Alrededor del 484 a.C. Jerjes envió desde Susa, una de las capitales del Imperio Persa, la orden de movilización general, especialmente para las satrapías (divisiones territoriales y administrativas del imperio) orientales. La enormidad del Imperio Persa, la enormidad del ejército que podía levantar, y la propia enormidad del proyecto que se avecinaba, significaba mucho tiempo, planificación y esfuerzo. Tiempo suficiente para que la noticia de que la amenaza persa se cernía de nuevo sobre Grecia llegara a Esparta.

Si en aquel entonces hubiera habido alguna figura parecida al Papa, se podría haber dicho que los espartanos eran más papistas que el Papa, o, dicho de otra manera, más escrupulosamente religiosos que el resto de griegos. Y siendo los antiguos griegos un conjunto de pueblos escrupulosamente religiosos, eso da una idea de lo en serio que se tomaban los espartanos sus compromisos religiosos. Lo cual llevó a que muchos ciudadanos espartanos vieran en aquella noticia una venganza de los dioses por el trato que habían dispensado a los embajadores de Darío. Para tratar evitar las terribles represalias, se decidió enviar a dos espartanos a la corte de Susa, a modo de sacrificio ritual y reparación del agravio. Ofreciendo esas dos vidas a Jerjes, el daño realizado a los persas quedaría subsanado.
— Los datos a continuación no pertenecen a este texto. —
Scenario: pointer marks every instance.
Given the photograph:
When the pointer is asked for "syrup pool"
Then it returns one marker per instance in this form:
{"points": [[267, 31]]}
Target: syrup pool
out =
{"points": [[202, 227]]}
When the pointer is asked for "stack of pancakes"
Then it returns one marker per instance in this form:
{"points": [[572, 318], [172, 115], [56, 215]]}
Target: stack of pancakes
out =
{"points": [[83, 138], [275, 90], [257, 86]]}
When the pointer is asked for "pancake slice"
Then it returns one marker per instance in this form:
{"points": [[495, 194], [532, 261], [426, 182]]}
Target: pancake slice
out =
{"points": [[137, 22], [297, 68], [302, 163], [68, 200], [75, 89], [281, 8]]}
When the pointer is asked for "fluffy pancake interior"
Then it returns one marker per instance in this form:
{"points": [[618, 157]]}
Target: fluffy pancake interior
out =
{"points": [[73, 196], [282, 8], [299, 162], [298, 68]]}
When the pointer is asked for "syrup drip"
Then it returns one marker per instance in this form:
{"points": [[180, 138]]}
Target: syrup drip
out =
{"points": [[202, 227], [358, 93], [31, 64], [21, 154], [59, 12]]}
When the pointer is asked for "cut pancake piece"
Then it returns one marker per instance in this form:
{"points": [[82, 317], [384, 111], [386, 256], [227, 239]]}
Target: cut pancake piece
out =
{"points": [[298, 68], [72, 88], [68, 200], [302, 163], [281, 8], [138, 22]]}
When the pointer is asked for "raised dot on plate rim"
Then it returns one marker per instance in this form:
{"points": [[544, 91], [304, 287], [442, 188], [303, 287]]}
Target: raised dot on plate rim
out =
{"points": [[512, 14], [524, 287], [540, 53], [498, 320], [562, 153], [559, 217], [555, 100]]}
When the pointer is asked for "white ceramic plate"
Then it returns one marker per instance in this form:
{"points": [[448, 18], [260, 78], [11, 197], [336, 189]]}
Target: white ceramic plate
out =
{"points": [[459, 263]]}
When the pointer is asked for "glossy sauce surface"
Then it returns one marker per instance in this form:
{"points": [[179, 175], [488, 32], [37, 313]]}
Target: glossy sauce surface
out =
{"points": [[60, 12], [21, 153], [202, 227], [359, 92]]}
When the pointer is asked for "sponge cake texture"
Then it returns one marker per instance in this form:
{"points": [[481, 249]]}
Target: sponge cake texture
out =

Tras muchas asambles, dos voluntarios, de noble estirpe, aceptaron sacrificarse en beneficio del Estado; perder la vida por Esparta no significaba nada, era un gran honor: una cualidad en la que se adiestraba a los niños espartanos desde pequeños. Así pues, los dos guerreros partieron hacia Persia, para ofrecerse a Jerjes y reparar así la ignominia de antaño. El Rey de Reyes les recibió, y al escuchar su propuesta, no puedo sino estallar en carcajadas, enviando a los dos humillados espartanos de vuelta a su hogar.
Jerjes estaba dispuesto a eliminar la amenaza helena de una vez por todas, y nada iba a cambiar su determinación. En la Tracia meridional ya habían comenzado los trabajos de invasión en la Calcídica, abriendo un canal que protegiera a la flota persa de las inclemencias del tiempo. También se estaban llevando a cabo obras para levantar un puente de embarcaciones en el estrecho del Helesponto (actualmente los Dardanelos), de forma que el ejército persa pudiera cruzarlo y pusiera pie en la Grecia continental, avanzando así a través de la sometida Tracia hacia Macedonia, el reino heleno visto por el resto de helenos como un atajo de cuasi bárbaros, o griegos de baja estofa.

Al norte de Esparta también llegaron las noticias del movimiento persa, y parecía claro a todos que una resistencia digna de tal nombre había de contar con el respaldo de Esparta y su poderoso ejército. En el mar el asunto era distinto; la flota espartana era exigua, y su principal baza naval, la polis de Egina, había abrazado la causa persa a finales de la década de 490.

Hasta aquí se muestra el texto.